Monday, July 21, 2014

Local nonprofit spreads love of art and music in Vietnam


The per capita income in some poor areas of Vietnam is the equivalent of $1 per day. School children are known to walk an hour each way to school, and many don’t continue their education beyond the fifth grade.

Rock-Paper-Scissors Children’s Fund, a non-profit founded by Sara Stevens Nerone of Peace Dale, gives impoverished Vietnamese children an opportunity to explore art and music – something they may not get otherwise. This summer, her family and several South Kingstown youth volunteers will travel to Vietnam to help run the programs and teach music camps to children.

“In Vietnam, the kids, especially those living in poverty, don’t have opportunity like kids in the United States do to take music lessons,” Stevens Nerone said. “They don’t have money to buy instruments and they don’t have money to buy art supplies. So we thought this was a great way to be able to provide that opportunity to kids who have those interests.”

The group of nine will leave July 17 and return to the United States August 4. The volunteers will teach approximately 300 children in three villages, Son Tan, Suoi Cat and Cam Phuouc.

The half-day camps will focus largely on what Stevens Nerone referred to as “ethnic minorities” in the country. Vietnam has about 54 ethnic groups in different pockets of the country, but approximately 90 percent of the population are Kinh, the majority group. The remaining groups, the minority, are often the most impoverished, Stevens Nerone said. Rock-Paper-Scissors partners with the Vietnamese Red Cross to identify the areas of the country to focus on.

Rock-Paper-Scissors has a year-round program in Vietnam. The organization sponsors Vietnamese teachers, who instruct approximately 22 violin and cello students and 15 art students in the village of Cam Duc. In the summer, Stevens Nerone’s family helps with this program, and volunteers will prepare the Vietnamese students for a concert for the local government. The volunteers also will teach larger camps in the three other villages.

“When you’re playing together, everyone has something to do; everyone has a part,” said Hannah Beekman of Peace Dale, a volunteer making the trip. “The end result is something that’s really nice.”

This is the first year they will bring the small group of volunteers, all South Kingstown residents: Beekman, Kaitlin Pothier, Robyn Pothier, Marina Cariello and Moses Leonard-Fitzmeier. Stevens Nerone’s daughters, Sophie and Phoebe Nerone, and her partner, Patrick O’Brien, an intern with Independent Newspapers, also will make the trip.

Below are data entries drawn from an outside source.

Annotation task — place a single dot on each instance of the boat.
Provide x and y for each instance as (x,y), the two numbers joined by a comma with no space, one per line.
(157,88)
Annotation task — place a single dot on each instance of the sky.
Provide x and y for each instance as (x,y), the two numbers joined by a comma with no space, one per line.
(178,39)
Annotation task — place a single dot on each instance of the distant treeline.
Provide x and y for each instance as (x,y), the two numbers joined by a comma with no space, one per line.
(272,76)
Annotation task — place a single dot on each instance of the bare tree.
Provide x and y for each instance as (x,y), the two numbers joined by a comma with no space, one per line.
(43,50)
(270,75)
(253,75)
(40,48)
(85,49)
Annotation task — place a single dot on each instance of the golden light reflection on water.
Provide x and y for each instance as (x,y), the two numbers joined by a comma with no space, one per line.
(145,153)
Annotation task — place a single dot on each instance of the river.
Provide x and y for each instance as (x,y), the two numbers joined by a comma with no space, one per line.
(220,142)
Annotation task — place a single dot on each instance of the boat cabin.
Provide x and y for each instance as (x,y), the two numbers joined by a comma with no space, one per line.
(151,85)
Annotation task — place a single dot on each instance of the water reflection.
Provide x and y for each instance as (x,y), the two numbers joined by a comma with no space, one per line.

“I want to travel,” Beekman said. “But I don’t want to just go and be a tourist; I’d like to do something that can make a difference.”

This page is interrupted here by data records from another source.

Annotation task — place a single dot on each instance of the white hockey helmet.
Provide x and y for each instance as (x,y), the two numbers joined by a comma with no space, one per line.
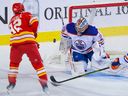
(81,25)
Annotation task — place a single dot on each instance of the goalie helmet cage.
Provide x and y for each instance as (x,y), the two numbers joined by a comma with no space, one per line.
(71,8)
(109,18)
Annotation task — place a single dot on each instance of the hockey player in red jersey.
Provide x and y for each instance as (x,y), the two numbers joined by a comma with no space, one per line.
(23,28)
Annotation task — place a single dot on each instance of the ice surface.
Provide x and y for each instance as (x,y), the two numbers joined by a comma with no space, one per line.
(98,84)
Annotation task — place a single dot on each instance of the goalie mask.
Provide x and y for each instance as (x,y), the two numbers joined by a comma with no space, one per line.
(81,25)
(17,8)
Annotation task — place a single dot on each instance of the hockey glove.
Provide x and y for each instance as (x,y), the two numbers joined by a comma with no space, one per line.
(115,64)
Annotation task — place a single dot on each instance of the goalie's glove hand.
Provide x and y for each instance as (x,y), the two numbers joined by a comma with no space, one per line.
(115,64)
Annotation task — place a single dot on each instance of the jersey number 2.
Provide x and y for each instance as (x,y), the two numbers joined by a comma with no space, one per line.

The story of Rock-Paper-Scissors began about 15 years ago, when Stevens Nerone adopted her daughter, Sophie, in Vietnam in 1999 and later her daughter, Pheobe. In 2011 and 2012, Stevens Nerone returned with her two daughters and O’Brien to volunteer for seven months in Vietnam.

“While we were living there, Sophie plays the violin and Pheobe plays the cello, and they were practicing, and some of the kids heard them,” Stevens Nerone said. “They wanted to learn how to play. So that’s how we got the idea of starting a music school. We actually taught one of the kids there for seven months and now he’s a teacher.”

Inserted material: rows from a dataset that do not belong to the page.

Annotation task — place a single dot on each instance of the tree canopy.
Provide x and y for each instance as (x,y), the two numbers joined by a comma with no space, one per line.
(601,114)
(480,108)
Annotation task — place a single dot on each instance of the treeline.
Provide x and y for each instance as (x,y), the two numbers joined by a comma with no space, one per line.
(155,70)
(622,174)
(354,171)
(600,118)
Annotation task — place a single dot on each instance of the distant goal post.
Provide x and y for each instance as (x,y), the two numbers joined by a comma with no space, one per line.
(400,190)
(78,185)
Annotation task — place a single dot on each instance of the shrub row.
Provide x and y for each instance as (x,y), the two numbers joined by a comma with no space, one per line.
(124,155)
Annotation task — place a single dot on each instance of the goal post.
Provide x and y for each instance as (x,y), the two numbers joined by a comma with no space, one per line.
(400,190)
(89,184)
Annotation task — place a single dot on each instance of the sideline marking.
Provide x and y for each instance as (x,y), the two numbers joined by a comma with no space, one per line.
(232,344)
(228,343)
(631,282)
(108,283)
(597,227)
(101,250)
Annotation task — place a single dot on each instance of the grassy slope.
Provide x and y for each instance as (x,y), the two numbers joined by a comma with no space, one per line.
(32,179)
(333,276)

When the family returned, they were so inspired by this trip they founded the Rock-Paper-Scissors Children’s Fund. The organization raises funds through private donations and sales of crafts and Vietnamese merchandise online and at local events.

“It opens your eyes to another country,” Pheobe Nerone said of her time spent in Vietnam. “In America, here people are privileged to have a house and stuff; there maybe other people don’t have a place with a roof, or shelter.”

Rock-Paper-Scissors also sponsors a donation program called “bikes for girls,” which provides bicycles to Vietnamese school children who walk up to an hour to school each day, Stevens Nerone said. The organization will donate approximately 200 bicycles this summer.

“After being there, and really seeing the poverty in the country, we just really felt like we needed to do something,” Stevens Nerone said. “When we talk to the kids, we really see how they feel about playing music, how they feel about art, and how they feel about the music community we have created.”